When driving in an extremely unsafe manner, it is possible that a law enforcement officer will stop the driver for reckless driving. This is a serious matter in Virginia. Here are some points to remember about this type of dangerous driving:
Definition of reckless driving
Reckless driving isn't one single action. Instead, there are several behaviors that can lead to a reckless driving charge. You should know that reckless driving is more than merely a traffic ticket. It is a criminal charge that is classified as either a felony or a misdemeanor, depending on the circumstances of the case.
Virginia law notes that driving at a speed of more than 80 miles per hour or driving more than 20 miles per hour over the posted speed limit are both reckless driving charges.

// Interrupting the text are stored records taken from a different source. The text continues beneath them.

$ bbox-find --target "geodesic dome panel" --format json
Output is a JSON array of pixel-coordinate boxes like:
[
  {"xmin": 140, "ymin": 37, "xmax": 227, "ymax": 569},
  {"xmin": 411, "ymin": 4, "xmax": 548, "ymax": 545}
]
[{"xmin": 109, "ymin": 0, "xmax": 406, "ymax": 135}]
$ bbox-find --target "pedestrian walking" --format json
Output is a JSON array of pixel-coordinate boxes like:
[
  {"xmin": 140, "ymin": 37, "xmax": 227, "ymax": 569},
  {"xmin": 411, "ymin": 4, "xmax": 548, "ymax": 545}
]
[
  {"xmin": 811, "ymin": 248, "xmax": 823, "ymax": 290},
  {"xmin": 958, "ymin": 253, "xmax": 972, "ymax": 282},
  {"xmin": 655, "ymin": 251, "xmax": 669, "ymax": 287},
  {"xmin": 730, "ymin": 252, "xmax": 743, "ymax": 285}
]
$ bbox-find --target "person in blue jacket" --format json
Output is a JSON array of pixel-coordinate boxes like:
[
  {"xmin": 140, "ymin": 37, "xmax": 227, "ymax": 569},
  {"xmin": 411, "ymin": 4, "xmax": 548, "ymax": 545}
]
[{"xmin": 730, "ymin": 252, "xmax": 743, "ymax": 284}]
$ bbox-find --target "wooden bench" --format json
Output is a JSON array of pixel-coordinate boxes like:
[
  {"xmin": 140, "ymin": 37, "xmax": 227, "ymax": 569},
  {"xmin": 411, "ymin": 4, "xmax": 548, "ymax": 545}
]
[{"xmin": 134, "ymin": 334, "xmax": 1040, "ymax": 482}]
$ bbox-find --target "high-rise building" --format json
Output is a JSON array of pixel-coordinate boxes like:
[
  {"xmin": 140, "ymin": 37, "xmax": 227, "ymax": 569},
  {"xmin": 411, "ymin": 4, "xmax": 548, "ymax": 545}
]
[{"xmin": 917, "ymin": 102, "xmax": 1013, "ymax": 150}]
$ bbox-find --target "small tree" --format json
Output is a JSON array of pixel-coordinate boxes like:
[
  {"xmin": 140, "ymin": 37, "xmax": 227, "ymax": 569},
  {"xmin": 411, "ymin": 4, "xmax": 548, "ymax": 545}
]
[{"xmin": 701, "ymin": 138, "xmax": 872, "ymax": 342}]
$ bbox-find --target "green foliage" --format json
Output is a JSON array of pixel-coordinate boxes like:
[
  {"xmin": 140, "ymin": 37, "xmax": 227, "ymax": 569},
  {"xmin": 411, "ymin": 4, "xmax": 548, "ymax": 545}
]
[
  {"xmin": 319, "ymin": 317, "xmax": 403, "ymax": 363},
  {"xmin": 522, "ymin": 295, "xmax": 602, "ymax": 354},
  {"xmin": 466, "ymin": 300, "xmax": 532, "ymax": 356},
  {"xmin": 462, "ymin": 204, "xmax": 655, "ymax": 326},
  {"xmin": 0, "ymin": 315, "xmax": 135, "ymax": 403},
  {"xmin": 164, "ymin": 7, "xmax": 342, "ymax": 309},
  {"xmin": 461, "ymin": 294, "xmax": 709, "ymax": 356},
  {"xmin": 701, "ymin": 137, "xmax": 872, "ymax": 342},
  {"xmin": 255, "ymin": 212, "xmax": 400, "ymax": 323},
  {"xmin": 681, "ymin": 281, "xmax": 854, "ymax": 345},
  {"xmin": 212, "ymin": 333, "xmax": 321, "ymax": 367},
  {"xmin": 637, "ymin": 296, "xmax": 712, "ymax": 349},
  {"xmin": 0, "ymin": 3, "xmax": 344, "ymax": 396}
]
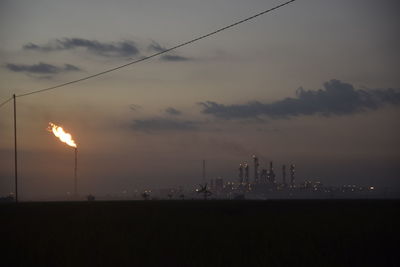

Passing a school bus or emergency vehicle, passing two vehicles that are abreast, passing at the crest of a hill and passing on a railroad crossing all fall under this category.
You can also face reckless driving charges if you drive too fast for the conditions, have faulty brakes or improper control, fail to give a proper signal, drive two vehicles abreast or drive with an obstructed view. These charges can occur on a roadway or if you are driving in a reckless manner in a parking lot.
Reckless driving and demerit points
You are assessed demerit points for reckless driving. These points are added to your driving record whether the incident occurs in Virginia or in another state. In almost every case, the points remain on your record for 11 years. Every reckless driving conviction adds six demerit points to your license, which is the same as drunk driving and manslaughter charges.
You must take a reckless driving charge seriously. These charges don't impact only your driving record. They impact your criminal record since you will face either a felony or misdemeanor. Since these are criminal matters, you do have the right to present a defense against the charge. Make sure that you work on this early so that you aren't trying to throw a defense together at the last minute.